Look at the picture to the right. What part catches your eye?
Was it the blue beastie? When we scan a pattern, our eye is captured by anything that breaks the pattern. Our brain stops and says, “What’s that doing there?”
Now, let’s apply this insight to helping a student who is stuck with a math problem. Imagine that the student’s work is part right and part wrong. As you scan the work, which part catches your eye? Teachers typically respond in unison, “The part that is wrong.”
Of course! Your eye scans exactly as it did in the picture with the trees and the blue beastie. It scans past the part that is right – “No problem here.” But it stops as soon as the pattern of correct performance is broken by an error – “Oops! Here is something we need to work on.”
Clarifying the Path to Success
It is at this point that our normal pattern of visual scanning produces a problem with instruction. If you are looking at the error and you begin to speak, what will you be talking about?
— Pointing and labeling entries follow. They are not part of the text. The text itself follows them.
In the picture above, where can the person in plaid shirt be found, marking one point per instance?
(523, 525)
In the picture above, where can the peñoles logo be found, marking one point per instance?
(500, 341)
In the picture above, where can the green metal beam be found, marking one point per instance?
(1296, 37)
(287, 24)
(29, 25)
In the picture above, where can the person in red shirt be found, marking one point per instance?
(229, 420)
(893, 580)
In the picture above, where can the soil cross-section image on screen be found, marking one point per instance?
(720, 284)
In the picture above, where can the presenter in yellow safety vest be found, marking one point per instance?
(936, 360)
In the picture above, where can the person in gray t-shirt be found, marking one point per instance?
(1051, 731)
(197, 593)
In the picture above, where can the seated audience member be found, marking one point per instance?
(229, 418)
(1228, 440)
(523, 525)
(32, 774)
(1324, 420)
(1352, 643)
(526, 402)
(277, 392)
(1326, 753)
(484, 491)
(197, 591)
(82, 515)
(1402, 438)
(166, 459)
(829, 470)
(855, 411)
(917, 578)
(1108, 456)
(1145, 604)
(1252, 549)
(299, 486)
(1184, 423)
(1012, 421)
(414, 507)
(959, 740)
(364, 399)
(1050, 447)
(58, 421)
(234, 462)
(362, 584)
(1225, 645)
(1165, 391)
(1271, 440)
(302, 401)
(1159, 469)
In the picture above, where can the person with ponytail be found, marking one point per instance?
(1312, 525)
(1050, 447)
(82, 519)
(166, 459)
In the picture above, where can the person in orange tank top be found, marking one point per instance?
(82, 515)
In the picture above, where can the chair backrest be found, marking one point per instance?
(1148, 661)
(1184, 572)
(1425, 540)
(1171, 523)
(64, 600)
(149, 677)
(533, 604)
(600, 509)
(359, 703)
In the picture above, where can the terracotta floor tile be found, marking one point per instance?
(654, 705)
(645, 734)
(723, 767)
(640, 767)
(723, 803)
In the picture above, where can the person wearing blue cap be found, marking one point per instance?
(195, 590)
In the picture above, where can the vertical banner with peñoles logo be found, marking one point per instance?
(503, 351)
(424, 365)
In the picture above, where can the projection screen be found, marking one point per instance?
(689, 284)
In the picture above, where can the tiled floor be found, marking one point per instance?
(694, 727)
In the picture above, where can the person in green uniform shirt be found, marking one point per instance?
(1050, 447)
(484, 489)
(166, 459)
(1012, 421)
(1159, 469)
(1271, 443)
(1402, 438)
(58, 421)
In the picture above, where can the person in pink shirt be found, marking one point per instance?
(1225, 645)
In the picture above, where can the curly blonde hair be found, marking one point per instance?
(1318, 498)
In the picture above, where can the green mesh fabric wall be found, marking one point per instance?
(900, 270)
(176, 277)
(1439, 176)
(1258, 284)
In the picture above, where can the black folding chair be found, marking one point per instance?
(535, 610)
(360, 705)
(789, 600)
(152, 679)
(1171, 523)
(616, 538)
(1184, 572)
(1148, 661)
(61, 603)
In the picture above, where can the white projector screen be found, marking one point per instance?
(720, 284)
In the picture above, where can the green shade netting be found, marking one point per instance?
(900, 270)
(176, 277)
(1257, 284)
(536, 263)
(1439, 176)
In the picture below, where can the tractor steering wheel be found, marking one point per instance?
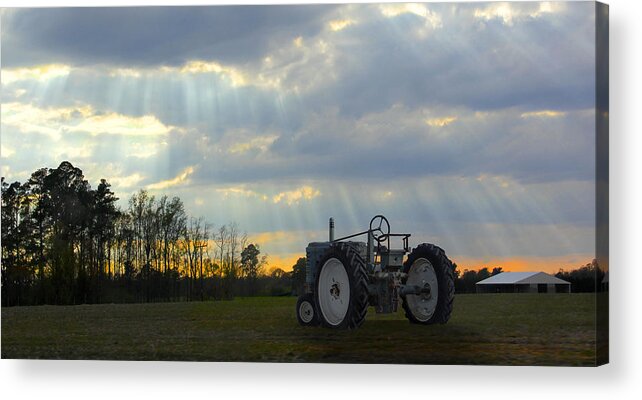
(379, 224)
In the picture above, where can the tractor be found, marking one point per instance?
(344, 277)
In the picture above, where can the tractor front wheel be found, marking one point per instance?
(429, 268)
(342, 288)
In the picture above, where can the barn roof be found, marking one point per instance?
(512, 278)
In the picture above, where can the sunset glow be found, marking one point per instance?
(422, 112)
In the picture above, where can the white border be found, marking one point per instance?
(620, 379)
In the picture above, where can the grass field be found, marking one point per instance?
(506, 329)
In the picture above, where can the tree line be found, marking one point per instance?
(64, 242)
(587, 278)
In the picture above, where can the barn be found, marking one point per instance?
(523, 282)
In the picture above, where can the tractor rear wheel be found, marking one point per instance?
(427, 266)
(341, 288)
(305, 311)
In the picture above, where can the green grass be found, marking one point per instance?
(507, 329)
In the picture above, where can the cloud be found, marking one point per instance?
(260, 143)
(284, 116)
(39, 73)
(55, 122)
(180, 179)
(508, 13)
(340, 24)
(294, 196)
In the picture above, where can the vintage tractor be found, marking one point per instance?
(344, 277)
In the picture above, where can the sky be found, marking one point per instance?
(469, 125)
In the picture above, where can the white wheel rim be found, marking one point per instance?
(423, 274)
(333, 291)
(306, 312)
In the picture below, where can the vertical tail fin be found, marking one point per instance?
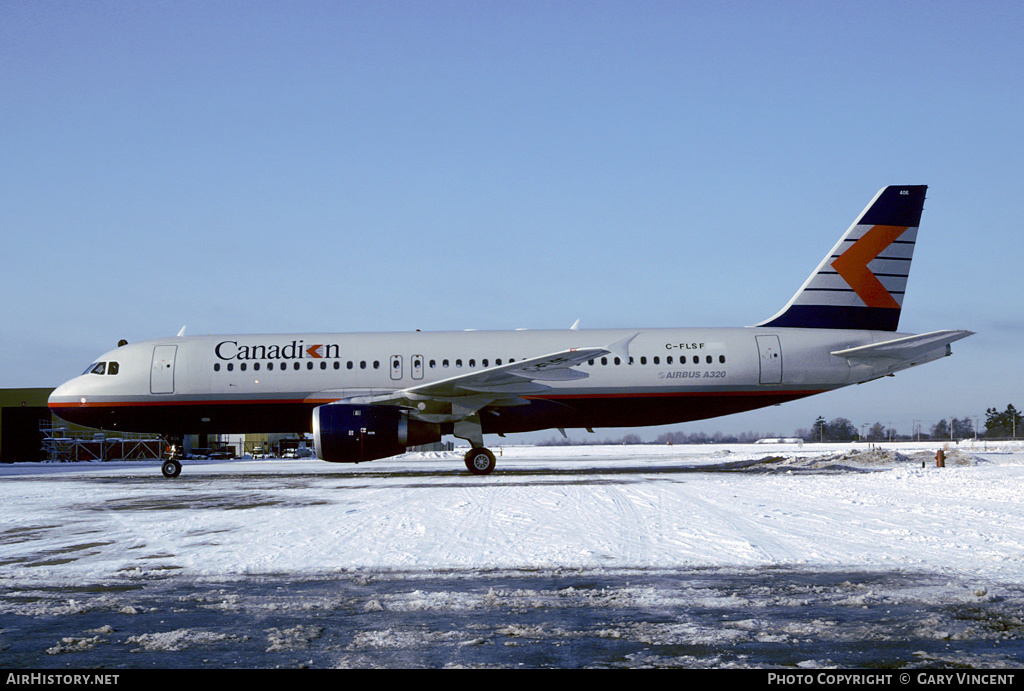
(860, 284)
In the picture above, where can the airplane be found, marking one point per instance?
(368, 396)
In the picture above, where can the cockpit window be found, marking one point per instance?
(102, 369)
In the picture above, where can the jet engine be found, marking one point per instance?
(353, 433)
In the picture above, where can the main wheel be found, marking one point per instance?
(480, 461)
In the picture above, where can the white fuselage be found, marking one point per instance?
(270, 383)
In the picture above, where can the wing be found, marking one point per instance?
(458, 397)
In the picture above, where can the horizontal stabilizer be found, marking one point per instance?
(909, 349)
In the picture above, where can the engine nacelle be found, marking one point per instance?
(353, 433)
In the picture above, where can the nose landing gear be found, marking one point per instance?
(172, 467)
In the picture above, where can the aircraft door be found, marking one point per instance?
(770, 352)
(162, 375)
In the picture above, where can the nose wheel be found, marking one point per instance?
(480, 461)
(171, 468)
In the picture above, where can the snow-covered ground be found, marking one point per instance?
(767, 555)
(545, 508)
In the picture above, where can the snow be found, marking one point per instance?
(814, 507)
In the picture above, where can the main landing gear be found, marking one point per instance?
(480, 461)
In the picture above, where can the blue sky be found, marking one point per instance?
(388, 166)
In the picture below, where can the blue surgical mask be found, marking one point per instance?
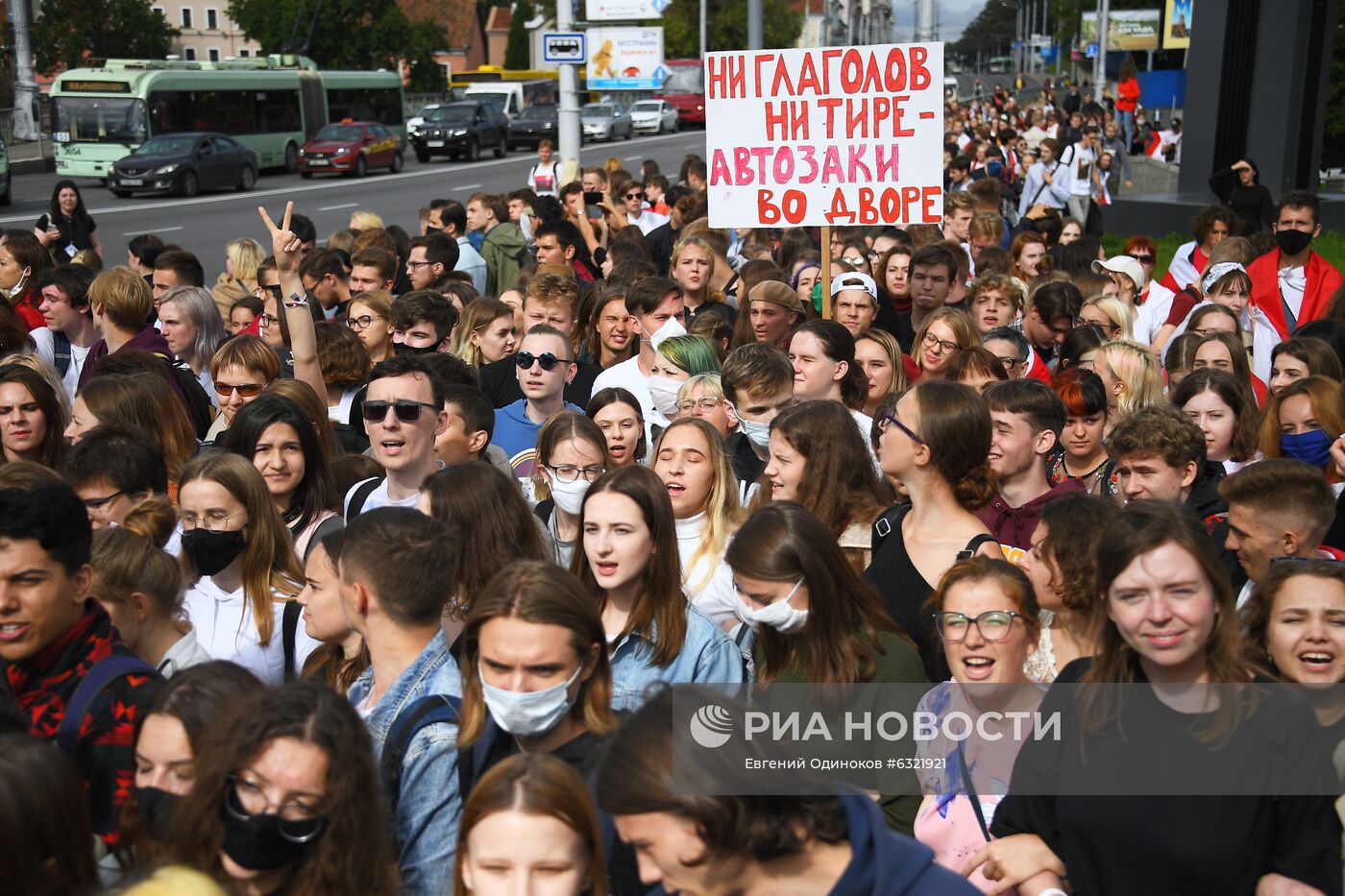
(530, 714)
(1311, 447)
A room full of teachers will answer in unison, “The error.”
Right! Now ask yourself, “How do people usually react when you point out something that they have done wrong?” Have you ever tried to point out one of your spouse’s shortcomings? Did they get defensive?
To reorient, let’s take a brief look at the topic of error. There are a million ways to do anything wrong. Each one is as useless as the next. Do you want to spend valuable instructional time clarifying for the student something that you never want them to repeat – while making them feel bad?
Instead, take a relaxing breath, keep the error to yourself, and simply give a prompt – a description of exactly what to do next. This helps the student relax since it clarifies the path to success. And it avoids defensiveness as well as discouragement.
Visual Instructional Plans
Our final element of teaching methodology that reduces the anxiety of learning math has to do with the visual modality. How is your lesson plan represented to the students?
In Tools for Teaching a Visual Instruction Plan (VIP) is simply a step by step lesson plan with all of the steps represented visually. It is like the set of plans that comes with a model airplane.
A lesson plan for a math assignment would show the calculation one step at a time with a picture for every step. Students can look at the VIP at any time to see what to do next.
Students typically glance up for a bit of clarification and reassurance whenever they feel a twinge of anxiety. But, when the anxiety fades, they simply quit looking up.